Die Zahl der „Suppenküchen“ und „Tafeln“ in einem der reichsten Länder dieser Erde steigt kontinuierlich.
Inzwischen wird die berechtigte Frage immer lauter, wo der „Sozialstaat“ denn bleibe bei der Versorgung seiner Armen? Doch viel wichtiger noch ist die Frage, warum immer mehr Menschen über immer weniger Geld verfügen? Und: Wer soll von einer Hartz IV-Grundsicherung von 364 Euro/Monat denn leben können? Ende 2012 gab es in unserem reichen Deutschland sieben Millionen Hartz-IV-Empfänger – das sollte uns zu denken geben:
„Volkswirtschaft ist der Zeitpunkt, an dem die Leute anfangen, darüber nachzudenken, warum sie so wenig Geld haben.“ (Kurt Tucholsky)
Der Boom der Tafeln und Suppenküchen zeigt, dass das Existenzminimum mit der derzeitigen Mindestsicherung nicht gedeckt ist: Tafeln und Suppenküchen sind die Ersatzprogrammatik eines sich schleichend auflösenden Sozialstaats.

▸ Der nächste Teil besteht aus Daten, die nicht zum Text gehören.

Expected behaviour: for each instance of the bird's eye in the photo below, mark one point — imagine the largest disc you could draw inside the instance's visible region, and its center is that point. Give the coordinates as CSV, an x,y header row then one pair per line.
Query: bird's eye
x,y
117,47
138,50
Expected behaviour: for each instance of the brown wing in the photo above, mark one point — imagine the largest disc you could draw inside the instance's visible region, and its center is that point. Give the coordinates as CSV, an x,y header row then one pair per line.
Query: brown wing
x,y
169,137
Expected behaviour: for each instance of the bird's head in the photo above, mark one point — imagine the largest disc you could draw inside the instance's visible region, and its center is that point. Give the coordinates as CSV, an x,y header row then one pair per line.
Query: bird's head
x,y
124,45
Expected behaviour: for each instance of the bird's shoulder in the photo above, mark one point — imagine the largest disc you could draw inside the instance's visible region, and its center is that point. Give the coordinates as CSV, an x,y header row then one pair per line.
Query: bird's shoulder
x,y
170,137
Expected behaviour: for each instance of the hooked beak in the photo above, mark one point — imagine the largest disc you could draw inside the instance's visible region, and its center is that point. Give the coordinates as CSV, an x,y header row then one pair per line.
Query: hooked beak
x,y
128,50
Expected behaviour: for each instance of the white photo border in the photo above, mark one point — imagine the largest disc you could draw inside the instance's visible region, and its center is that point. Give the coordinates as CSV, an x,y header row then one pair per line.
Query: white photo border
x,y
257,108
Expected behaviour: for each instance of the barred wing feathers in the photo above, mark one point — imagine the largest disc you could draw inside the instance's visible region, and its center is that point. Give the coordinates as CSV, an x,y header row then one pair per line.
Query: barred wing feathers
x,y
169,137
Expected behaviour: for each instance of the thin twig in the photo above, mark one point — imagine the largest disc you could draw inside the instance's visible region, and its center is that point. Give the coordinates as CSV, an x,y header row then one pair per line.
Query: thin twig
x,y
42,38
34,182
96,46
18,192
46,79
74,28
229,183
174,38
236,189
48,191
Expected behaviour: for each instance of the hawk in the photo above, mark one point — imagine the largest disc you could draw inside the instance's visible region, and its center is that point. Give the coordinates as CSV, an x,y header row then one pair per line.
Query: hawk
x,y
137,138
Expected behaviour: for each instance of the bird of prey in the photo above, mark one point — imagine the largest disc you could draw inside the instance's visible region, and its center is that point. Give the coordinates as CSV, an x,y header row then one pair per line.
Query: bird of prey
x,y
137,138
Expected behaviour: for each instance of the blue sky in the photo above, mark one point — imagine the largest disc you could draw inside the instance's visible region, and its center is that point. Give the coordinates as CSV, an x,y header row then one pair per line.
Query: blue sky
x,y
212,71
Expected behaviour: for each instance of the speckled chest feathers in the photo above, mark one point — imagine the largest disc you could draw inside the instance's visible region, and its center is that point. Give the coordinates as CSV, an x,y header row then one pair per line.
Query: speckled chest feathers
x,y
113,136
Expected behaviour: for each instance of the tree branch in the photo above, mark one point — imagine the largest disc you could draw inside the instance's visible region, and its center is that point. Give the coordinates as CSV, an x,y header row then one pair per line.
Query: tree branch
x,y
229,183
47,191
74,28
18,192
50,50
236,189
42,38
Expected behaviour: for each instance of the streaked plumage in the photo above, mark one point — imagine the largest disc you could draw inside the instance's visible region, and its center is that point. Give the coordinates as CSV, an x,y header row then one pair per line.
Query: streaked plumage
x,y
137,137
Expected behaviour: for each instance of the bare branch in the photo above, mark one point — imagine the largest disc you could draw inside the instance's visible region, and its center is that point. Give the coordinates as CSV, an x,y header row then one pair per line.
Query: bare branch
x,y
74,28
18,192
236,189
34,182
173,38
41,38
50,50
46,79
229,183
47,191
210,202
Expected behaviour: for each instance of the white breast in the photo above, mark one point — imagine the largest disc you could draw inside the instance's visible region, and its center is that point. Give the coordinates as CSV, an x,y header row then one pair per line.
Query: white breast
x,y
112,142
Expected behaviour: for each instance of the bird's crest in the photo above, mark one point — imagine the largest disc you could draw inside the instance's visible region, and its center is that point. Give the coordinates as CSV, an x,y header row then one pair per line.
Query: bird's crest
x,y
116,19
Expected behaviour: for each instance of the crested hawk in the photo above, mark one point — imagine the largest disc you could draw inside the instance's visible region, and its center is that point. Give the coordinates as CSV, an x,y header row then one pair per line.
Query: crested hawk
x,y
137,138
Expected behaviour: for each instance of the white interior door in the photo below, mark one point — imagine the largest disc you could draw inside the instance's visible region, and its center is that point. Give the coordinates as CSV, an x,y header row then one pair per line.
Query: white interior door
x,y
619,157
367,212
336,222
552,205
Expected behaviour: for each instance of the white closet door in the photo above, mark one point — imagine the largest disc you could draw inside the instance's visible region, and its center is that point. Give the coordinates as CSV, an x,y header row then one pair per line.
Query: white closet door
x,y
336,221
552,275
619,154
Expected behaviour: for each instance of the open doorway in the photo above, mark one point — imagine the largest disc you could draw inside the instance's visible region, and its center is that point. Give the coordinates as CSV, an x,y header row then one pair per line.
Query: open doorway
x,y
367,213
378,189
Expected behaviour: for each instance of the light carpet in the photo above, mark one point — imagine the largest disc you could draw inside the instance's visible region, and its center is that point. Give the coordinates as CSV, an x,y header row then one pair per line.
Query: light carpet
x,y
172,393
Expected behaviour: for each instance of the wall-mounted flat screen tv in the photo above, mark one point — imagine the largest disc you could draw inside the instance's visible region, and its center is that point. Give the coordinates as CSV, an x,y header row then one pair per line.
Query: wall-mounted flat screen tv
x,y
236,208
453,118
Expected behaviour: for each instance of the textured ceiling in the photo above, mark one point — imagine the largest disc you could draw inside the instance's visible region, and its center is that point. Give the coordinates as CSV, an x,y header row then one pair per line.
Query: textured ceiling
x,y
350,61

Diejenigen, die dieses System als Politiker einst beschlossen haben, sind materiell vorbildlich abgesichert und verfügen über einen sehr hochdosierten Mindestlohn – meist tragen sie gar den programmatischen Titel „sozial“ in ihrem Parteienkürzel. Und diejenigen Akteure in der deutschen Wirtschaft, die ein solches System immer wieder lautstark befürworten, verfügen selber oft über Millioneneinkünfte.
Sie alle sollten sich schämen!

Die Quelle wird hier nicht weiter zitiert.